Let's consider the situation from the viewpoint of Decider: "If I choose green, Proposer may always pay 0, because how would I know whether that's a deliberate 0 or the outcome from a random draw? Better to not risk that and take the million."
Huh-oh, there go all those nice happiness-function-derived decisions.2
Trust no one!
How to solve the trust problem with what computer science calls a zero-knowledge proof (a way to validate the random draw that doesn’t require additional information or a trusted third party)?
Here’s a possible solution, a procedure created by libertarian scifi author Travis Corcoran on Twitter, slightly altered by your humble host:
1. Proposer shows Decider a set of balls numbered 1-100, puts them in an opaque bag, and doesn't touch the bag again.
2. Proposer uses a 50-50 random device (flips a coin) 100 times, registering the outcome (pay $50MM, don't pay). This may have to be adjusted with additional coin flips until the distribution of the outcomes in the registry is precisely 50/50, possibly by treating the registry as a FIFO register. The registry is set aside.
3. Decider chooses whether to take the sure $1MM (RED) or take the risk (GREEN).
4. If Decider chooses GREEN, Decider pulls one ball from the bag, both look up the outcome of that number in the register of flipped coins, and that outcome determines how much Decider is paid.
Why do the draws first and register them? So that the Proposer can’t change the outcome of the random draw depending on the Decider’s choice, and the Decider can trust that half of the outcomes in the registry are “pay $50MM.”
Why this handling of the bag and balls? To have a random device for 1-100 that can't have its outcome predetermined by either the Decider or the Proposer.3 With one player providing the balls and the other player picking, even if Proposer marked one of the balls in some way (heavier, for example), there would be no incentive for the Decider to pick it.
Why the 100 draws?
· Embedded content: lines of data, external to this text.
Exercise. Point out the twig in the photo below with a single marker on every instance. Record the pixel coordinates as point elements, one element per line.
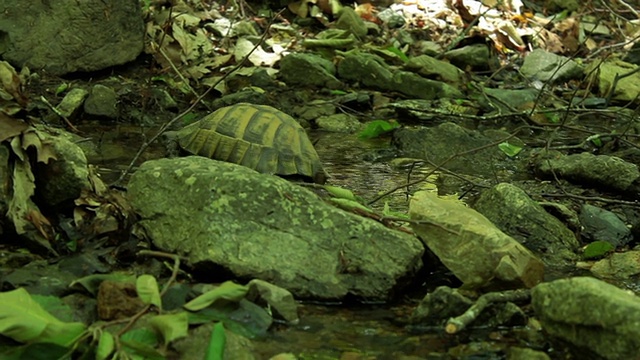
<point>457,324</point>
<point>167,125</point>
<point>443,163</point>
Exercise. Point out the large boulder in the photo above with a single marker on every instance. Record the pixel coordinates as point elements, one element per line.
<point>227,218</point>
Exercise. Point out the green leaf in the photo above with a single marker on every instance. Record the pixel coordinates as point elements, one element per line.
<point>597,249</point>
<point>106,345</point>
<point>141,342</point>
<point>24,320</point>
<point>391,213</point>
<point>376,128</point>
<point>215,349</point>
<point>61,88</point>
<point>226,291</point>
<point>398,52</point>
<point>553,118</point>
<point>147,288</point>
<point>172,326</point>
<point>509,149</point>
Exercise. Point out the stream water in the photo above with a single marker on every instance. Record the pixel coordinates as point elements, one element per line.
<point>329,331</point>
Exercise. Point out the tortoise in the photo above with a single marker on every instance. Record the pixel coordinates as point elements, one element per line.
<point>259,137</point>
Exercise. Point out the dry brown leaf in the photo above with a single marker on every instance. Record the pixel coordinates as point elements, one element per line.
<point>10,127</point>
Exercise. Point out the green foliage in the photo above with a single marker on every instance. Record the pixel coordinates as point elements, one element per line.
<point>215,350</point>
<point>171,327</point>
<point>595,140</point>
<point>147,288</point>
<point>106,346</point>
<point>509,149</point>
<point>61,88</point>
<point>597,249</point>
<point>376,128</point>
<point>226,291</point>
<point>24,320</point>
<point>394,50</point>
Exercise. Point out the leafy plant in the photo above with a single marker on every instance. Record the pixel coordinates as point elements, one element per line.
<point>597,249</point>
<point>509,149</point>
<point>376,128</point>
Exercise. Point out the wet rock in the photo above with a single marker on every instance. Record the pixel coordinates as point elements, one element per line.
<point>343,123</point>
<point>309,70</point>
<point>515,213</point>
<point>432,68</point>
<point>603,225</point>
<point>225,217</point>
<point>469,245</point>
<point>440,305</point>
<point>71,104</point>
<point>71,36</point>
<point>117,300</point>
<point>545,66</point>
<point>515,99</point>
<point>590,314</point>
<point>62,180</point>
<point>38,277</point>
<point>515,353</point>
<point>279,300</point>
<point>627,88</point>
<point>618,266</point>
<point>313,110</point>
<point>194,346</point>
<point>372,71</point>
<point>476,57</point>
<point>349,20</point>
<point>588,169</point>
<point>102,102</point>
<point>440,143</point>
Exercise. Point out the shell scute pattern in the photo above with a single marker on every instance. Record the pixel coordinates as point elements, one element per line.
<point>256,136</point>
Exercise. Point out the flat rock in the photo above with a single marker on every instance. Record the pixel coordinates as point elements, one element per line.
<point>590,314</point>
<point>230,220</point>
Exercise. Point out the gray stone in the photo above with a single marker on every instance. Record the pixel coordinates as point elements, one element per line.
<point>371,71</point>
<point>515,213</point>
<point>603,225</point>
<point>545,66</point>
<point>102,102</point>
<point>225,216</point>
<point>349,20</point>
<point>476,57</point>
<point>435,69</point>
<point>620,266</point>
<point>439,143</point>
<point>308,70</point>
<point>61,181</point>
<point>590,314</point>
<point>469,245</point>
<point>67,36</point>
<point>343,123</point>
<point>71,104</point>
<point>587,169</point>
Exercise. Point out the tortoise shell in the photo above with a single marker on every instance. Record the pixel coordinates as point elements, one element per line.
<point>256,136</point>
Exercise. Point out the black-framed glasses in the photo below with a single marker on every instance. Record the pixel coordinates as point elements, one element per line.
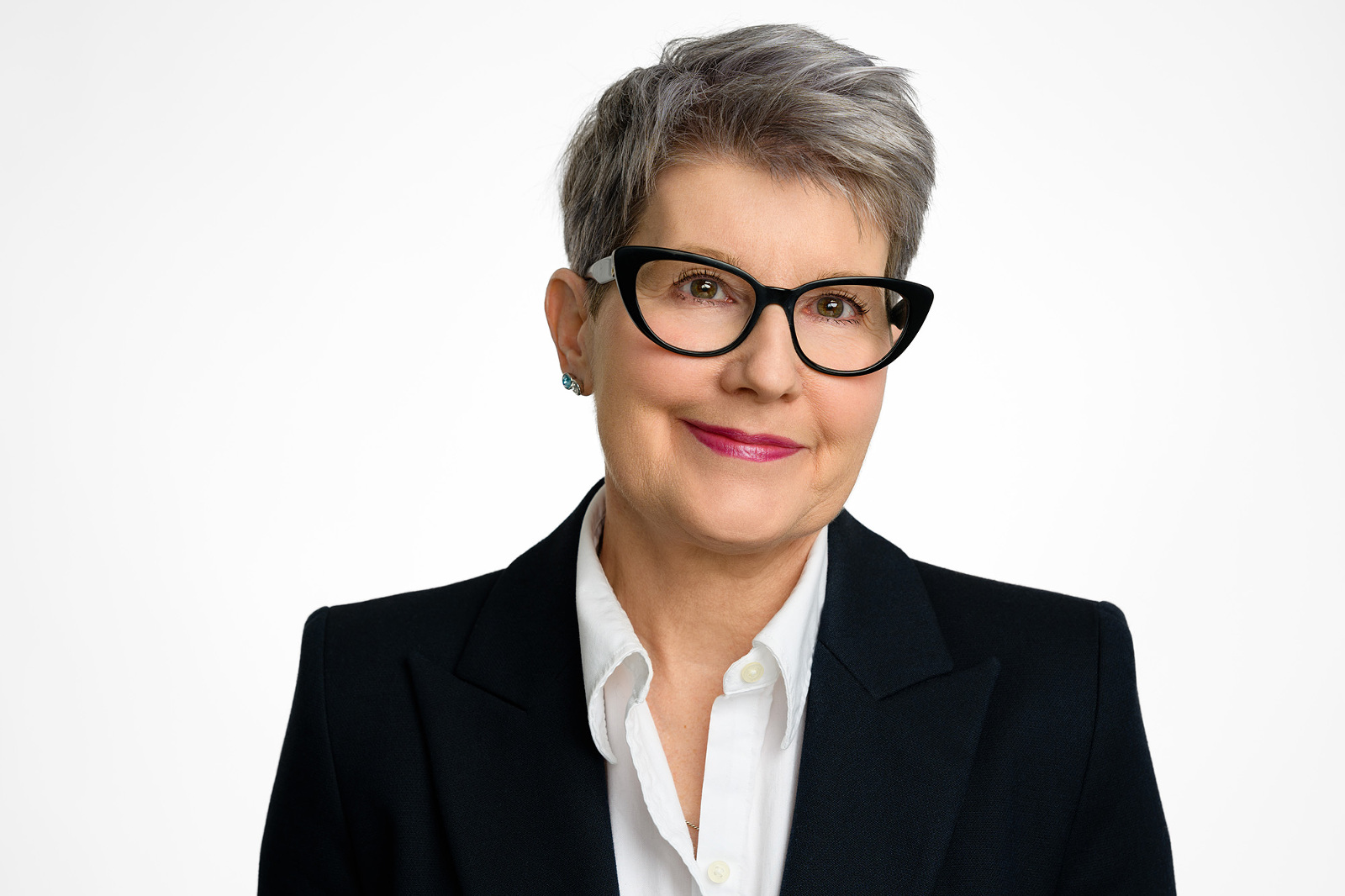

Because with 100 draws, we expect the distribution of coin flips to have a number of “pay $50MM” somewhere near 50, and that validates the probability distribution of the device (but technically, not the randomness); the actual distribution, Binomial(100,0.5), looks like this:
Which is why we need to adjust the registry to make sure it's 50-50.4
One nit to pick with Pickover (it's a common issue with “look how fun math is” popularization): the problem here is not a math problem, it's economics or decision theory; math is a tool used by the sciences (and the social sciences who aspire to sciencitude), but the knowledge used to solve the problem, the semantics to the mathematics syntax, is decision theory.
This is one of the common problems with some examples of over-discounting or hyperbolic discounting such as “get $10 now, in the morning, or $20 in the afternoon.” Not only is it inconvenient to come back for the extra $10, there’s also some risk that either the experimenter will not be there or that the experimental subject is otherwise occupied.
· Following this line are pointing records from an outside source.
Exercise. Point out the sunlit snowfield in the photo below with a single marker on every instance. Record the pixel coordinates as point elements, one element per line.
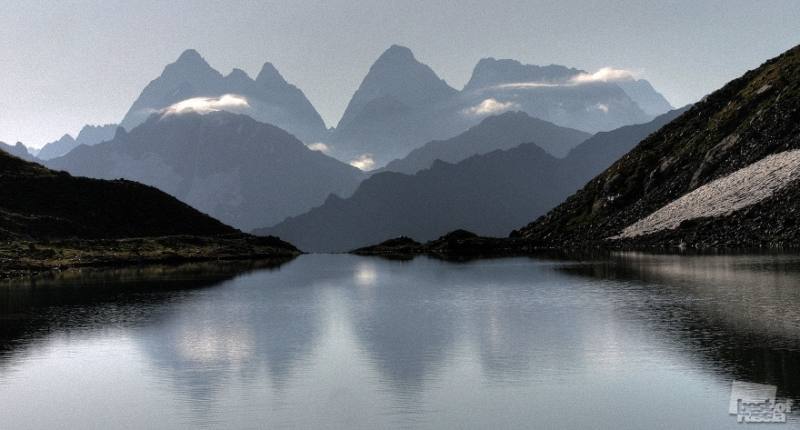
<point>333,341</point>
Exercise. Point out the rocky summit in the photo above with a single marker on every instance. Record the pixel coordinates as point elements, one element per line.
<point>746,122</point>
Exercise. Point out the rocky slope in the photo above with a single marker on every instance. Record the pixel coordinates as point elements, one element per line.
<point>245,173</point>
<point>744,122</point>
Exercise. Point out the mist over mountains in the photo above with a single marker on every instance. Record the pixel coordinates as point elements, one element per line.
<point>723,174</point>
<point>267,98</point>
<point>254,152</point>
<point>503,131</point>
<point>402,103</point>
<point>489,194</point>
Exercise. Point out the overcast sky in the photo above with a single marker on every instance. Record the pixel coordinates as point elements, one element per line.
<point>68,63</point>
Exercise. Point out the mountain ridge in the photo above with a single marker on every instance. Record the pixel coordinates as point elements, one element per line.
<point>746,120</point>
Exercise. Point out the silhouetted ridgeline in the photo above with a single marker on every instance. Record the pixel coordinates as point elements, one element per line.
<point>490,194</point>
<point>747,120</point>
<point>243,172</point>
<point>50,219</point>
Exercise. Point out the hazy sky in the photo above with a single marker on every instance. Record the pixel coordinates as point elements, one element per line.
<point>68,63</point>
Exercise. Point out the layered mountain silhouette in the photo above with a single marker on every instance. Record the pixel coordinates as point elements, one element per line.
<point>38,203</point>
<point>565,96</point>
<point>89,135</point>
<point>723,174</point>
<point>487,194</point>
<point>238,170</point>
<point>503,131</point>
<point>268,98</point>
<point>19,150</point>
<point>401,104</point>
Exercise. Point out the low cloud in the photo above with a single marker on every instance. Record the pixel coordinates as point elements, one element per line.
<point>606,74</point>
<point>526,85</point>
<point>230,102</point>
<point>363,162</point>
<point>319,146</point>
<point>489,107</point>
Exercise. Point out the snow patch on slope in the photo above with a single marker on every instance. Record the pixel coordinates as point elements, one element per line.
<point>740,189</point>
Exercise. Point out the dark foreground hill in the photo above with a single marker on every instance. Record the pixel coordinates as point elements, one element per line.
<point>722,174</point>
<point>240,171</point>
<point>51,219</point>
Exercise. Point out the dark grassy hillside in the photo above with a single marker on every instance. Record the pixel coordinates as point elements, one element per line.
<point>748,119</point>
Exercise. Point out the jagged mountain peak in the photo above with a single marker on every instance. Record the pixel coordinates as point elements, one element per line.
<point>271,99</point>
<point>399,75</point>
<point>269,75</point>
<point>238,74</point>
<point>747,120</point>
<point>191,57</point>
<point>396,54</point>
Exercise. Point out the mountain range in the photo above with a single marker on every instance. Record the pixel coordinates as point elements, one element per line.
<point>89,135</point>
<point>243,172</point>
<point>503,131</point>
<point>267,98</point>
<point>490,193</point>
<point>402,103</point>
<point>723,174</point>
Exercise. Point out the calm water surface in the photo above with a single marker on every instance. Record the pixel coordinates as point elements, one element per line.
<point>333,341</point>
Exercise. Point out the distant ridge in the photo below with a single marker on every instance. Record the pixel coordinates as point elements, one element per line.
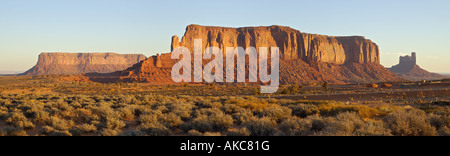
<point>304,58</point>
<point>408,69</point>
<point>77,63</point>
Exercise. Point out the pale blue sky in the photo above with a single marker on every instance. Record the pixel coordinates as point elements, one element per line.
<point>29,27</point>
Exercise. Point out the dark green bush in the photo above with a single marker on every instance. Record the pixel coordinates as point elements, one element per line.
<point>410,122</point>
<point>261,127</point>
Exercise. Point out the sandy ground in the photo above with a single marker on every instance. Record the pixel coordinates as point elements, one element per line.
<point>429,92</point>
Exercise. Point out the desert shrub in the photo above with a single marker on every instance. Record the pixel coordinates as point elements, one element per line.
<point>231,108</point>
<point>194,133</point>
<point>109,132</point>
<point>182,109</point>
<point>212,134</point>
<point>126,113</point>
<point>209,103</point>
<point>154,129</point>
<point>261,127</point>
<point>19,120</point>
<point>239,132</point>
<point>345,124</point>
<point>87,128</point>
<point>295,127</point>
<point>303,110</point>
<point>292,89</point>
<point>243,116</point>
<point>444,131</point>
<point>38,115</point>
<point>50,131</point>
<point>132,133</point>
<point>46,130</point>
<point>209,120</point>
<point>84,115</point>
<point>439,121</point>
<point>59,124</point>
<point>148,118</point>
<point>109,119</point>
<point>60,133</point>
<point>3,114</point>
<point>409,122</point>
<point>335,109</point>
<point>277,114</point>
<point>113,124</point>
<point>12,131</point>
<point>170,120</point>
<point>373,128</point>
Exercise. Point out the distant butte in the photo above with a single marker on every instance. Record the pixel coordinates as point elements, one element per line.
<point>304,58</point>
<point>78,63</point>
<point>408,69</point>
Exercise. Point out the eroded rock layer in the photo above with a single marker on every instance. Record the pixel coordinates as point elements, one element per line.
<point>76,63</point>
<point>408,69</point>
<point>305,58</point>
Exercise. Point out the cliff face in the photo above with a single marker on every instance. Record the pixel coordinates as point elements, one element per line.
<point>305,58</point>
<point>408,69</point>
<point>76,63</point>
<point>293,44</point>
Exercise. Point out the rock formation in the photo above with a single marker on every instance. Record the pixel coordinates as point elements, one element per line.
<point>304,58</point>
<point>76,63</point>
<point>293,44</point>
<point>408,69</point>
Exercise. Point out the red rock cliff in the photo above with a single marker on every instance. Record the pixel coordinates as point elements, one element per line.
<point>293,44</point>
<point>75,63</point>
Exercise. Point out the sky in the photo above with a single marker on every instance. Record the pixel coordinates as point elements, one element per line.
<point>399,27</point>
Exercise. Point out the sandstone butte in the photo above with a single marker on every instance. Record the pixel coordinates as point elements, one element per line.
<point>304,58</point>
<point>408,69</point>
<point>77,63</point>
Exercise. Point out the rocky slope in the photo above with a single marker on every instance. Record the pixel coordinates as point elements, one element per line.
<point>304,58</point>
<point>408,69</point>
<point>76,63</point>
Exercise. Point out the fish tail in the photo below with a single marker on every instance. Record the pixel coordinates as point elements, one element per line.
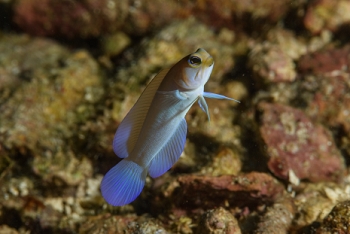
<point>123,183</point>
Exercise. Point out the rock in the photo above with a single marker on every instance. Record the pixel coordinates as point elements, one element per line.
<point>271,64</point>
<point>315,201</point>
<point>218,221</point>
<point>338,220</point>
<point>243,190</point>
<point>294,144</point>
<point>95,18</point>
<point>121,224</point>
<point>327,14</point>
<point>278,218</point>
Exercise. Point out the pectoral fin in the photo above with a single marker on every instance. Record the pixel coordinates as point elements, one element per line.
<point>218,96</point>
<point>170,153</point>
<point>129,129</point>
<point>204,106</point>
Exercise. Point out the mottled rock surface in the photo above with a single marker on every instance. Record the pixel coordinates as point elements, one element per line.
<point>294,143</point>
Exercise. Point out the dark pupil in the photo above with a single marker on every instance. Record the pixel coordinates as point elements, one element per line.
<point>195,60</point>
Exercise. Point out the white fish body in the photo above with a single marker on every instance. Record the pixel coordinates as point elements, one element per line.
<point>152,136</point>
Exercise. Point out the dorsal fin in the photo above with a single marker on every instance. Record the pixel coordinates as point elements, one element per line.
<point>129,129</point>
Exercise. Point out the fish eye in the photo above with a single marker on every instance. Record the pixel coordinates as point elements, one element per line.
<point>194,61</point>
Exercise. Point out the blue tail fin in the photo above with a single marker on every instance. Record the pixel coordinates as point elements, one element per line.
<point>123,183</point>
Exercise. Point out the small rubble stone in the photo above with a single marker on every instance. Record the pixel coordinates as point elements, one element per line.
<point>218,221</point>
<point>294,143</point>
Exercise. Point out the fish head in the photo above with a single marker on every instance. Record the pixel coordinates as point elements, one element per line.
<point>195,70</point>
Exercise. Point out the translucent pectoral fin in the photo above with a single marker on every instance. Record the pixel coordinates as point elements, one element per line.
<point>203,104</point>
<point>218,96</point>
<point>123,183</point>
<point>129,129</point>
<point>170,153</point>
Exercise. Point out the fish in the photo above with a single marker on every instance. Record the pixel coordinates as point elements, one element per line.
<point>152,136</point>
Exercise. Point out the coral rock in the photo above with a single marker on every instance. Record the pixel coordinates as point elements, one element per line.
<point>295,145</point>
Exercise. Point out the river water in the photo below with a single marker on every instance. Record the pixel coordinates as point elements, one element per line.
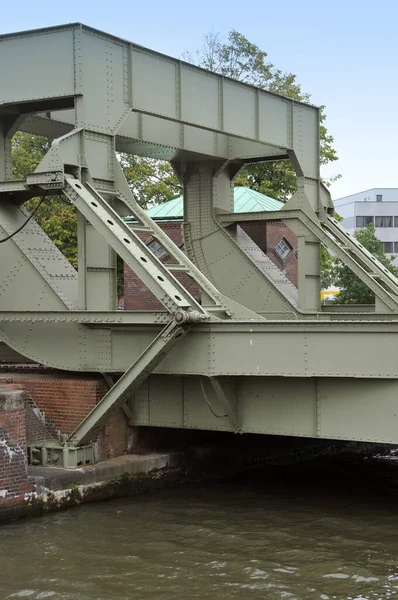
<point>325,530</point>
Easily, that is. A little misdirection and voilá, no more randomness (Proposer replaces both the bag and the registry with all the balls in the bag pointing to “no pay” entries in the pre-filled registry).
We may think, reasonably, that this is a cumbersome procedure for a mathematical recreation tweet, and it is; but without the cumbersome procedure there are many cases in which what appear to be simple decisions can be reversed (and reversed in a way that paired decisions may look like inconsistent reasoning) simply because there are elements of the actual execution of the problem as a real situation that aren’t being taken into account.